Una adicción, una pasión

La motocicleta, para desestresara un "Harlista"

El señor Jorge Fitzmaurice a bordo de su motocicleta Harley Davison, con la cual recorre las calles de la capital yucateca; para él, el motociclismo es su pasión y siempre lo ayuda, a sus 78 años, a desestresarse

Siento la adrenalina, es como una adicción, una pasión; sentir la brisa del aire, mientras recorres la carretera, y ver los paisajes te desestresa, dice Jorge Fitzmaurice, quien desde 1953 recorre las calles de Mérida a bordo de su motocicleta Harley Davidson.

Desde su búnker, en el interior de su casa, donde ni a sus nietos deja entrar, por lo que el reportero se siente privilegiado, Jorge Fitzmaurice platica sobre su pasión por las motos.

“El Pichi”, como lo conocen en el mundo de las motocicletas, es uno de los fundadores del primer escuadrón acrobático en Mérida.

En el año de 1948 se formó el primer moto club en la ciudad y en 1953 se integró para formar el escuadrón y de ahí el club empezó a tomar relevancia en el estado.

Jorge Fitzmaurice comenta que hacían acrobacias en pueblos y municipios, principalmente cuando había inauguraciones de torneos de béisbol. “Lo hacíamos sin ningún pago, por amor al motociclismo”, expresa.

Su gusto por las motocicletas comenzó cuando veía las películas de Pedro Infante, quien lo inspiró y apasionó por las acrobacias.

Practicando lo que observaba atentamente en las películas “nos íbamos un grupo de 10 personas al estadio Salvador Alvarado, donde comenzó el club de acrobacias. Los jueves practicábamos y los domingos salíamos a hacer acrobacias en los pueblos.

Fizmaurice cuenta que tuvo la oportunidad de conocer a su ídolo, Pedro Infante, y andar con él en un recorrido en moto, en dos ocasiones.

El motociclista dice que gracias a Dios no ha tenido ningún accidente grave en estos años, sólo leves raspones por algunas caídas.

“No es tan peligrosa la acrobacia o el motociclismo, lo que sí lo es, es el entorno, la falta de respeto que le tienen al motociclista, piensan que debe irse a un lado, no hay respeto todavía”, expresa.

Ha viajado a varios lugares; recuerda que recién casado viajó de Mérida a Acapulco en motocicleta.

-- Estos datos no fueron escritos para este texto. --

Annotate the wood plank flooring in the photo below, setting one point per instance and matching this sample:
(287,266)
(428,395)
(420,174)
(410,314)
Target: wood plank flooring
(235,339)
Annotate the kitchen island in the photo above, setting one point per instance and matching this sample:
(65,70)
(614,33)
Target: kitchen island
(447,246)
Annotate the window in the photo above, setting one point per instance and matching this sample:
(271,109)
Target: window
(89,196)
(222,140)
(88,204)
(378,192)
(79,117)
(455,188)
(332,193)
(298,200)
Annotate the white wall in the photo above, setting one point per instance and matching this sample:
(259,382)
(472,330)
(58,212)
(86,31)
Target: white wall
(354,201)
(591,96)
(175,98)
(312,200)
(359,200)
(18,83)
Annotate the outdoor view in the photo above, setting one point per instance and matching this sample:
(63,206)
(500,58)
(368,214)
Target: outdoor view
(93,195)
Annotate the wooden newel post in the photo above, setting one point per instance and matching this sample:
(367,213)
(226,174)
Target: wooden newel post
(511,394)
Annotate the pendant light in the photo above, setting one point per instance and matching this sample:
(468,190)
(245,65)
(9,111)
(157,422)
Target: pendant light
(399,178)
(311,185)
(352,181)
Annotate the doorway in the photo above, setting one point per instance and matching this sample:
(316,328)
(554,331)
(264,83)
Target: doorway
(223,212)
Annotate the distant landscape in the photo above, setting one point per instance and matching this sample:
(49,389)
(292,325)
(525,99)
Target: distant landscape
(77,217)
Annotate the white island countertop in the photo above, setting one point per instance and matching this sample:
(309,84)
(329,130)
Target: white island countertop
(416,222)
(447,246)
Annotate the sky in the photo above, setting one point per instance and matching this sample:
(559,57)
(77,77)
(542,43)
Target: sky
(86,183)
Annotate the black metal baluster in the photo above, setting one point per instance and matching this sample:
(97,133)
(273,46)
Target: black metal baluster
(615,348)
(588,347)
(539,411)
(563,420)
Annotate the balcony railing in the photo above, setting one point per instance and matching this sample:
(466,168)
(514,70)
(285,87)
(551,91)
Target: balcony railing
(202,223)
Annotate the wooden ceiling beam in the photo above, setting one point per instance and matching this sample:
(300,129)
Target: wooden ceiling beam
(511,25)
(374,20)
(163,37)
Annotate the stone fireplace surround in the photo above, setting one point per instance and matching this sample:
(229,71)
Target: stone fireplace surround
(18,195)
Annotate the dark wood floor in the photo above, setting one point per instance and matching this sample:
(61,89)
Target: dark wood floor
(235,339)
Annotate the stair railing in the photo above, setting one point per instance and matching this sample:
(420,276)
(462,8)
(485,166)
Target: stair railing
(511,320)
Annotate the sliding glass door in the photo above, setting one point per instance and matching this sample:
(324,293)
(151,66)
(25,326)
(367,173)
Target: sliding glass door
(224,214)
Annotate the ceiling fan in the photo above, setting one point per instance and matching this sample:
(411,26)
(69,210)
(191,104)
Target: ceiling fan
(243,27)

“El Pichi” comenta que antiguamente se tenía al “Harlista” como un pelafustán, pero actualmente las personas que están en alguno de los más de 20 moto clubes son profesionales: doctores, licenciados, abogados y más.

A sus 78 años, hoy día Jorge Fitzmaurice es de los pocos que siguen arriba de una motocicleta; por su larga trayectoria, se da el lujo de convivir con varios del club.

Cada sábado sale con su grupo, “La Secta Peninsular”; se pone su chaqueta negra de cuero, su casco y sus botas… y entonces sale para desetresarse.

Una satisfacción que le ha dado esta pasión es conocer a varias personas, ha hecho amistades que hasta hoy conserva.

Indica que mantiene una sana alimentación y hace ejercicio, para que pueda salir y hacer sus recorridos en su “caballo de hierro” muchos años más.

“Procuro salir cada día, aunque sea una hora, en la moto para desestresarme, sentir el aire, esa adrenalina es mi medicina”, enfatiza.- Abraham Bote Tun

De un vistazo

Se escapó

Su esposa recuerda que cuando lo operaron de la vesícula el doctor le recomendó que no hiciera esfuerzo, que reposara en su casa. Pero después de tres días de estar en la cama se “escapó”; tomó la motocicleta y se fue a dar la vuelta a la manzana. “Es su medicina”, expresa. “Sentir el aire, la libertad es una adrenalina, una pasión”.

Satisfacciones

Una de las satisfacciones que ha tenido por el motociclismo es que ha conocido a mucha gente, personas con las cuales ha formado una gran amistad.

Premios

Ha recibido gran cantidad de reconocimientos, pero el más emotivo, destaca, es el que le otorgó Harley Owner Group, en Mérida, que fue sólo por haber cambiado de modelo y color, porque “toda mi vida he usado Harley Davidson”, dice.